(a) One-third of the voting power, represented in person or
by proxy, shall constitute a quorum at a meeting of members, but,
subject to subdivisions (b) and (c), a bylaw may set a different
quorum. Any bylaw amendment to increase the quorum may be adopted
only by approval of the members (Section 5034). If a quorum is
present, the affirmative vote of the majority of the voting power
represented at the meeting, entitled to vote, and voting on any
matter shall be the act of the members, unless the vote of a greater
number or voting by classes is required by this part or the articles
or bylaws.
(b) Where a bylaw authorizes a corporation to conduct a meeting
with a quorum of less than one-third of the voting power, then the
only matters that may be voted upon at any regular meeting actually
attended, in person or by proxy, by less than one-third of the voting
power are matters notice of the general nature of which was given,
pursuant to the first sentence of subdivision (a) of Section 5511.
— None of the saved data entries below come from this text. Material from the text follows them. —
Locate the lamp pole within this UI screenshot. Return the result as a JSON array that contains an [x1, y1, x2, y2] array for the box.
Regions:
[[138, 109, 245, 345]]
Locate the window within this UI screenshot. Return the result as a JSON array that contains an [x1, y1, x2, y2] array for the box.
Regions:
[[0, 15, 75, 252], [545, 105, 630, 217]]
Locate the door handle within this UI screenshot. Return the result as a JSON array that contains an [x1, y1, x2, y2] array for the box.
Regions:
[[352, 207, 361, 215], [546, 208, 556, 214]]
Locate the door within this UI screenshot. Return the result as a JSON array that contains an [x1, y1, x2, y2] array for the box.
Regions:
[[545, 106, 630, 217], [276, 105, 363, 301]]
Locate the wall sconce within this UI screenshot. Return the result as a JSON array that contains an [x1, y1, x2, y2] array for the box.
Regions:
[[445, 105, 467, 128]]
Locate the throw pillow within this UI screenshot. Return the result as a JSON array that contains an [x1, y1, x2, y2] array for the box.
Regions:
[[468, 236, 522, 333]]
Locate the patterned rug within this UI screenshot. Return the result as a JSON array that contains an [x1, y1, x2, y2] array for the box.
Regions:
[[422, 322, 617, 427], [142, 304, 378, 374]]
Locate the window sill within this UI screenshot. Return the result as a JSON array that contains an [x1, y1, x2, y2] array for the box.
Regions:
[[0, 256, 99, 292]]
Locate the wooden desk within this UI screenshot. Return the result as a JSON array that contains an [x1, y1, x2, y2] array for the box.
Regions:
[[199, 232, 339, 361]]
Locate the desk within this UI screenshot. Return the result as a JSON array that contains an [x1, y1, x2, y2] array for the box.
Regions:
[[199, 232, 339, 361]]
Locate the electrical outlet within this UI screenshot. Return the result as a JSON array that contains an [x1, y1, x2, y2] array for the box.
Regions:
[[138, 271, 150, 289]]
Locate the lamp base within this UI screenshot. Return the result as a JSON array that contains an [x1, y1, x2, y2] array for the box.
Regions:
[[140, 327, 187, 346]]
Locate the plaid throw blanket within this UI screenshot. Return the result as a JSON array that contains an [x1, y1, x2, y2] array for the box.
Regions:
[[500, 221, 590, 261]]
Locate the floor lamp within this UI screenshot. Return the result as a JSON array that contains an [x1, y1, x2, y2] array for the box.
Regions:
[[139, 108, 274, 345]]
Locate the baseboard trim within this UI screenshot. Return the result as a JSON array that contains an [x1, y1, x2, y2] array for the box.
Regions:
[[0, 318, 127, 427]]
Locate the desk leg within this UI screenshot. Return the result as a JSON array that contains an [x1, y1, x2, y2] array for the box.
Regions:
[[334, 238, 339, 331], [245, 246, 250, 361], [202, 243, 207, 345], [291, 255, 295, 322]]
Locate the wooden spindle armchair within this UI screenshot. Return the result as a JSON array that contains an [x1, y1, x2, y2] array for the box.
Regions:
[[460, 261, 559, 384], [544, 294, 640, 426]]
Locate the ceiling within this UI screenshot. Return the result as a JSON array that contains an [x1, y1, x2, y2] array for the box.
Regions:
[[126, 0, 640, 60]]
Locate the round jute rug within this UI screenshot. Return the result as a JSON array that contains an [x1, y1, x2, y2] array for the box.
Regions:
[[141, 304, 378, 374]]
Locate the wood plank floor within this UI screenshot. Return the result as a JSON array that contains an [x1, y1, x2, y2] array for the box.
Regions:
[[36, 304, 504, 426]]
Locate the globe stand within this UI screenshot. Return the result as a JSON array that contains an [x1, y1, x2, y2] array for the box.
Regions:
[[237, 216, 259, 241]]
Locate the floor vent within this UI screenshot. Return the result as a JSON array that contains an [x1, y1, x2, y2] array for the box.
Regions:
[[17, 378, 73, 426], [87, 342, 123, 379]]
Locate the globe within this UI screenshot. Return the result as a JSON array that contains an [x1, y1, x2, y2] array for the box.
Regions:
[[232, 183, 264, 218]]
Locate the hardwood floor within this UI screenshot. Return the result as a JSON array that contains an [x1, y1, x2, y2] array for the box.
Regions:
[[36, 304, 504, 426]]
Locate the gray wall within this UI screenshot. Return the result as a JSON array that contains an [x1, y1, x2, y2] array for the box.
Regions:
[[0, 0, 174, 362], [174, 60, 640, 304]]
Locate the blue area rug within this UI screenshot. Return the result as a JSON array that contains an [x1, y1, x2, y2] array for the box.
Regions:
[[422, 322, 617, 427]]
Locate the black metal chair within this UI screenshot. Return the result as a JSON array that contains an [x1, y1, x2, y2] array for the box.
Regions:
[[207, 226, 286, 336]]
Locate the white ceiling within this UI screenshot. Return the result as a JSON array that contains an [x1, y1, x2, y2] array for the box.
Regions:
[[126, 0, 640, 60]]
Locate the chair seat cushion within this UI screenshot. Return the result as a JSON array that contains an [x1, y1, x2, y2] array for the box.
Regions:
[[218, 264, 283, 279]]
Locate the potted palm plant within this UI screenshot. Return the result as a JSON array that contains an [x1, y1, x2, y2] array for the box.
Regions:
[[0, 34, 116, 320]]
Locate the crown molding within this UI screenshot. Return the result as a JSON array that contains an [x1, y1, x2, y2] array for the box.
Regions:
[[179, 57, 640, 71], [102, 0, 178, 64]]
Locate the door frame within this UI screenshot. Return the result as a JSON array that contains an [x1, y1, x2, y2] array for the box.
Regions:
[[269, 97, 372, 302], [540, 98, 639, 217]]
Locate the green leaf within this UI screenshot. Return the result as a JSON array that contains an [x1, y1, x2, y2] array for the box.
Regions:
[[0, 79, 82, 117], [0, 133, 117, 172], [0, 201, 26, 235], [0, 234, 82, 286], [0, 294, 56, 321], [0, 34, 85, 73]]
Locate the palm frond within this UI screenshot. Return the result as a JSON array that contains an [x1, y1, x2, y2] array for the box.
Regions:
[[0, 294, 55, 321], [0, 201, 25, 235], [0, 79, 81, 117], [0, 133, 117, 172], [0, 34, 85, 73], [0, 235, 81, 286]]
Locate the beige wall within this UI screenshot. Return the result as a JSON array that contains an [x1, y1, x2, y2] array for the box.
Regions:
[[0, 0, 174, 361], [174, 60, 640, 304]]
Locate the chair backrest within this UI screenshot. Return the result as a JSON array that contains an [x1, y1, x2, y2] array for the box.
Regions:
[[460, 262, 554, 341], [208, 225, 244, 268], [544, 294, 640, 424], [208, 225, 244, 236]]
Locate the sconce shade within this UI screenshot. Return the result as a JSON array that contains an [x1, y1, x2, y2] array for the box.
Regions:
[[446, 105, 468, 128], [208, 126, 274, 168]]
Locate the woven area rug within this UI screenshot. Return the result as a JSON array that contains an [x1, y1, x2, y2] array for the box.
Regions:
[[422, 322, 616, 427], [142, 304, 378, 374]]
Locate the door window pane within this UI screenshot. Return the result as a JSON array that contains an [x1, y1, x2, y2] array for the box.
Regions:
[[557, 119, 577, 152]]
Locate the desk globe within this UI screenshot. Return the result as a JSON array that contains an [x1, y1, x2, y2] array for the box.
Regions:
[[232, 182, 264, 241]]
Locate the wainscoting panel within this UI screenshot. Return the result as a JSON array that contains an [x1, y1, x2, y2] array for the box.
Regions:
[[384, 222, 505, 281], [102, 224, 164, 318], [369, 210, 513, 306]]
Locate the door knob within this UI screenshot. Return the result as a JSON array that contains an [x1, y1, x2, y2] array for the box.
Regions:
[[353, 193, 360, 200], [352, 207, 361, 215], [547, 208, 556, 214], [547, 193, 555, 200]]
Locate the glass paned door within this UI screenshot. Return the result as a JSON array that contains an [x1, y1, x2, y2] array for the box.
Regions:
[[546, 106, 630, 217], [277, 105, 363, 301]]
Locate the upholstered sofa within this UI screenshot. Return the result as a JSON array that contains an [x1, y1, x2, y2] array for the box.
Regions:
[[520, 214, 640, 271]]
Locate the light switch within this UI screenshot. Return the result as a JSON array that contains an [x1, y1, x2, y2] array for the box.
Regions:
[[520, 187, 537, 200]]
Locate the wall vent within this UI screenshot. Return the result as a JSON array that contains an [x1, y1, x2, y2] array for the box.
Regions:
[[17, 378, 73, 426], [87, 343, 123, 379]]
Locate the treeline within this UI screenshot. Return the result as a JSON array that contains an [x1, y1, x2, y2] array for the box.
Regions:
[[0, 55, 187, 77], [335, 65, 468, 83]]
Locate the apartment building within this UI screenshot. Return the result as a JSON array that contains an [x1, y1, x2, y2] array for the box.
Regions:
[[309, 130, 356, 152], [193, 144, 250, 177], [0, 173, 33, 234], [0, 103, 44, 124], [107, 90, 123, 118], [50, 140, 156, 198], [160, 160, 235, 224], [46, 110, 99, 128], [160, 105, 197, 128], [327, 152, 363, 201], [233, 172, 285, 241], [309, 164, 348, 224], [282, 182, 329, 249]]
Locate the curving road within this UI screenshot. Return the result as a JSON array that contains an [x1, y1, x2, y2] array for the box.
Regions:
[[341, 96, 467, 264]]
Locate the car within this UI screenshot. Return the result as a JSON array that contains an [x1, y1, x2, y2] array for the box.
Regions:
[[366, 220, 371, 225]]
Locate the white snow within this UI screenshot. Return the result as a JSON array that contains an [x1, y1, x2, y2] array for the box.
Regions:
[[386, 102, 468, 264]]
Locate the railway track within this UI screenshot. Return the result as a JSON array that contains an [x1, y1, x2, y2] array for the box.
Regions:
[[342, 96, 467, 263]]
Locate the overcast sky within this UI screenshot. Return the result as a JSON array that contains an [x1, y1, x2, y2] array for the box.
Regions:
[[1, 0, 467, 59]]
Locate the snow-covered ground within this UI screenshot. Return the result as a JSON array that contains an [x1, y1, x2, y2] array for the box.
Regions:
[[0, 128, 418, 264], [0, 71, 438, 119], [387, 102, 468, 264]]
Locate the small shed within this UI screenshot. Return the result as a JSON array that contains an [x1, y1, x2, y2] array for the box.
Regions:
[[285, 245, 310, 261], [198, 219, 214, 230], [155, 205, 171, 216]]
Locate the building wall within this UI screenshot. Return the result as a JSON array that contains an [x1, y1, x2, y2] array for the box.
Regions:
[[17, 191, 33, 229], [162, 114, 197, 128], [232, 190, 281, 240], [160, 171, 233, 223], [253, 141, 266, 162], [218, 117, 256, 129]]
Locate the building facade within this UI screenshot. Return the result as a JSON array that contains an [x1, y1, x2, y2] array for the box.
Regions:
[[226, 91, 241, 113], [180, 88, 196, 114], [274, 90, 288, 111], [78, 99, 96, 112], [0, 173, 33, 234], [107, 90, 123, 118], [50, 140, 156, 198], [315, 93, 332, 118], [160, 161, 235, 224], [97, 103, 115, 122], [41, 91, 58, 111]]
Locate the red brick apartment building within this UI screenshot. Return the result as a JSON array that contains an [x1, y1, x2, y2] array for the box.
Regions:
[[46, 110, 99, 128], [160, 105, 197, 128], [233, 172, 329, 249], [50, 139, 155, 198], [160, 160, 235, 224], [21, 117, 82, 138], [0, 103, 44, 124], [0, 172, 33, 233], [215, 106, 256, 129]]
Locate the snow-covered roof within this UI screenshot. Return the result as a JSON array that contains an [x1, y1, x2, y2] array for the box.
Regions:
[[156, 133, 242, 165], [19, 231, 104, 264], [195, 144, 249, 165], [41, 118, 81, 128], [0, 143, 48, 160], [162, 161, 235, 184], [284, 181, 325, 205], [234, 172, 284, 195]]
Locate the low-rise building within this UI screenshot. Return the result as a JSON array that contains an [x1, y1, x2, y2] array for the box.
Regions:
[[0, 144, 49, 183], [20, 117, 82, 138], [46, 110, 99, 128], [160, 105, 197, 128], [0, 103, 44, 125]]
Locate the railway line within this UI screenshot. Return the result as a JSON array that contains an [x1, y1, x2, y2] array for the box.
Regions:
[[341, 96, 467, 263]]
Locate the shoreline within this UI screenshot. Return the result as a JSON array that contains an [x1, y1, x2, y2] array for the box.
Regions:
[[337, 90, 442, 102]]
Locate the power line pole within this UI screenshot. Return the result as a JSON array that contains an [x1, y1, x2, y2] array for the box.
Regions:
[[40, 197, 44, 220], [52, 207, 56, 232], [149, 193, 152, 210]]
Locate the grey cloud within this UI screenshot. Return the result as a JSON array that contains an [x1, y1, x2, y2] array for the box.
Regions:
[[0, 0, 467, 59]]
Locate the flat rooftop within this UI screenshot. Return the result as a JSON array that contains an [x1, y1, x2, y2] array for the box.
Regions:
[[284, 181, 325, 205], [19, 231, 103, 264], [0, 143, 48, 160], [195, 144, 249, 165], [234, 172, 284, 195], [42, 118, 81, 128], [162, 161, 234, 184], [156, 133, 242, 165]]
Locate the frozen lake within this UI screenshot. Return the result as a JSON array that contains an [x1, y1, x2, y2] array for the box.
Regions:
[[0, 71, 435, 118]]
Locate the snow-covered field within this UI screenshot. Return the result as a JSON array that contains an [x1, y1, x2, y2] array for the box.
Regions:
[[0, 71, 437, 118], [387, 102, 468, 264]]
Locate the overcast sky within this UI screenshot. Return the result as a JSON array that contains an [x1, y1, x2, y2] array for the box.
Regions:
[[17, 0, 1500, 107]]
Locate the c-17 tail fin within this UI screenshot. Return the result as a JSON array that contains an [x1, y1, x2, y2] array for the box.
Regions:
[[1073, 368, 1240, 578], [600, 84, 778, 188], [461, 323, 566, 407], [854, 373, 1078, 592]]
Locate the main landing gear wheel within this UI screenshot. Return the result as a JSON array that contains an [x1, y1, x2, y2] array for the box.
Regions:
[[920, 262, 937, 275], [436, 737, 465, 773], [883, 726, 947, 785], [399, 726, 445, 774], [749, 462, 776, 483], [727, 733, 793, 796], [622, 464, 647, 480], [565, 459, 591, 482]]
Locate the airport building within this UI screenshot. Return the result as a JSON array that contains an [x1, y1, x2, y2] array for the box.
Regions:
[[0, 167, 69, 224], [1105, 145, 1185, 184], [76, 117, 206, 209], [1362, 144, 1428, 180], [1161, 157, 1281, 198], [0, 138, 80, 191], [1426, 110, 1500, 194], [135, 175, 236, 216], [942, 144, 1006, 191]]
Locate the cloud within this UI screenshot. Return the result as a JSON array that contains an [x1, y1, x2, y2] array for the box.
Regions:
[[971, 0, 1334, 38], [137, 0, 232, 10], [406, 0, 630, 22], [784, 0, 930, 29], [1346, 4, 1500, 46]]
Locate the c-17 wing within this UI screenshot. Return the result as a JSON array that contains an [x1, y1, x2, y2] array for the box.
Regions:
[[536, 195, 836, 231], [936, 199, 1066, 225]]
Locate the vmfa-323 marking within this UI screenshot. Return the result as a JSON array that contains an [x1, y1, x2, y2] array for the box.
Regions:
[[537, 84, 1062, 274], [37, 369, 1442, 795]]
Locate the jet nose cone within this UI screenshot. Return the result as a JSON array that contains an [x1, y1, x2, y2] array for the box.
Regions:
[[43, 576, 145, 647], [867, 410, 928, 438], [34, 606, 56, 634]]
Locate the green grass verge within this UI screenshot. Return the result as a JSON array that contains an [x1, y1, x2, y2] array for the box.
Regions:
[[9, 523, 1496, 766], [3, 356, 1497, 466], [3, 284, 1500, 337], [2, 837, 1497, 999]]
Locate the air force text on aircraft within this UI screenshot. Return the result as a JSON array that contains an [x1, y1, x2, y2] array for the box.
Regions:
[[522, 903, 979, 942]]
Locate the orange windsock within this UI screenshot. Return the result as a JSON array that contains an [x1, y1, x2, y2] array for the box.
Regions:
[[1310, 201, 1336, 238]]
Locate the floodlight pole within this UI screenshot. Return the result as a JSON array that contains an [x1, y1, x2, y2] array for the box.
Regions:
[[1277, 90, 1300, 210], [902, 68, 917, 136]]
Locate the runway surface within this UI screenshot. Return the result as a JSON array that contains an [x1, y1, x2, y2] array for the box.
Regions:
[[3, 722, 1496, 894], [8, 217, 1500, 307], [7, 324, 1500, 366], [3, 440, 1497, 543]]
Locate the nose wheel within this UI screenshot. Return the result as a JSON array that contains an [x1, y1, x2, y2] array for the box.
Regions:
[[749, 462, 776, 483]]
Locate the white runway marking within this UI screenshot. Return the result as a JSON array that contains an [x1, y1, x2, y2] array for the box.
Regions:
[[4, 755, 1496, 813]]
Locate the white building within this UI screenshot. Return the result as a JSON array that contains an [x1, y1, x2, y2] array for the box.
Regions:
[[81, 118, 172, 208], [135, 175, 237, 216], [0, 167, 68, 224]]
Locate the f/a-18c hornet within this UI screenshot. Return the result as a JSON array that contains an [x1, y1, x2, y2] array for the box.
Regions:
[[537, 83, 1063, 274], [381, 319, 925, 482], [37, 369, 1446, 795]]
(c) Subject to subdivision (b), the members present at a duly
called or held meeting at which a quorum is present may continue to
transact business until adjournment notwithstanding the withdrawal of
enough members to leave less than a quorum, if any action taken
(other than adjournment) is approved by at least a majority of the
members required to constitute a quorum or, if required by this
division or the articles or the bylaws, the vote of a greater number
or voting by classes.
(d) In the absence of a quorum, any meeting of members may be
adjourned from time to time by the vote of a majority of the votes
represented either in person or by proxy, but no other business may
be transacted, except as provided in subdivision (c).